Il lancio di ChatGPT nel 2022 ha segnato il punto di non ritorno. Il successo commerciale ha spinto ulteriormente l’azienda verso logiche di mercato, con una valutazione che ha superato i 100 miliardi. Ilya Sutskever, chief scientist e cofondatore, ha iniziato a manifestare preoccupazione per la velocità dello sviluppo e la mancanza di attenzione alla sicurezza.
La crisi è esplosa nel novembre 2023 quando il board ha licenziato Altman, accusandolo di non essere trasparente sullo sviluppo di sistemi sempre più potenti. Il reintegro dopo cinque giorni, sotto la pressione di Microsoft e dei dipendenti, ha portato alle dimissioni di metà dei ricercatori sulla sicurezza dell’AI.

L’eredità tradita
Nel 2024 l’esodo è continuato. Sutskever si è dimesso seguito da Jan Leike, leader del progetto sulla sicurezza dell’AI. Il “superalignment team”, gruppo dedicato allo sviluppo etico dell’AI, è stato chiuso. L’azienda ha ammesso di non aver mantenuto la promessa di dedicare il 20% della potenza di calcolo alla ricerca sulla sicurezza.
La storia di OpenAI è diventata emblematica delle contraddizioni dell’innovazione tecnologica. L’ideale di un’AI democratica e trasparente si è scontrato con le esigenze del mercato e la corsa alla supremazia tecnologica. I pionieri che sognavano di salvare l’umanità dai rischi dell’AI hanno lasciato il posto a manager focalizzati sulla crescita commerciale.
Oggi OpenAI mantiene formalmente la struttura ibrida, ma gli imperativi di business dominano le scelte strategiche. Gli scienziati idealisti che avevano accettato stipendi più bassi per perseguire una missione etica sono quasi tutti andati via. Resta da capire se il modello “profit with cap” sia stato un compromesso necessario o il tradimento di una visione.
Perché crescere?
Anche perché OpenAI è costruita in maniera tale da evolvere sempre: praticamente attraversa una fase di trasformazione costante. Con piani sempre più ambiziosi, come ad esempio il progetto Stargate, e nuovi prodotti (come la ricerca web). E questo adesso vuol dire anche evolvere da un’organizzazione non profit a una società orientata completamente al profitto.
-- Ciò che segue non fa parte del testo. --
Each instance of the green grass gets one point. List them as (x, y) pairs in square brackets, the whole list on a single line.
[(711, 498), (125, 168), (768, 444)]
Questa transizione è motivata internamente dalla necessità di accedere a maggiori risorse finanziarie per sostenere la crescita, i progetti futuri e la ricerca in corso.
E non va dimenticato anche che, trasformando OpenAI in una società for profit, Sam Altman e altri dirigenti riceveranno azioni della società, allineando i loro interessi finanziari con quelli degli investitori e diventando molto, molto ricchi. Forse lo scopo iniziale di Sam Altman era anche quello?
Secondo Elon Musk, sì. E forse è per quello che il co-fondatore di OpenAI ha tentato anche una mossa dell’ultima ora, offrendo 97,4 miliardi di dollari tramite un consorzio di investitori, per acquisire OpenAI e riportarla alla sua missione originale, cioè di essere un soggetto non profit orientato alla sicurezza dello sviluppo dell’intelligenza artificiale. Musk, infatti, ha sempre detto di avere dei grandi timori riguardo ai rischi associati all’intelligenza artificiale avanzata. L’imprenditore sudafricano ha infatti ribadito più volte pubblicamente che lo sviluppo di una AI superumana rappresenta una minaccia significativa per l’umanità e che lui ha sempre e solo voluto garantire che la ricerca in questo campo fosse condotta in modo responsabile.
L’offerta di acquistare OpenAI è stata respinta da Sam Altman (anche se rimane sul tavolo fino al 10 maggio 2025 a meno che OpenAI non interrompa la sua conversione in società a scopo di lucro) mentre Altman gli ha risposto proprio su X con molto sarcasmo che, al contrario, avrebbe potuto comprare lui stesso il social di Musk “per 9,74 miliardi di dollari”. Ci ha pensato Musk a chiudere lo scambio, definendo Altman “un truffatore“.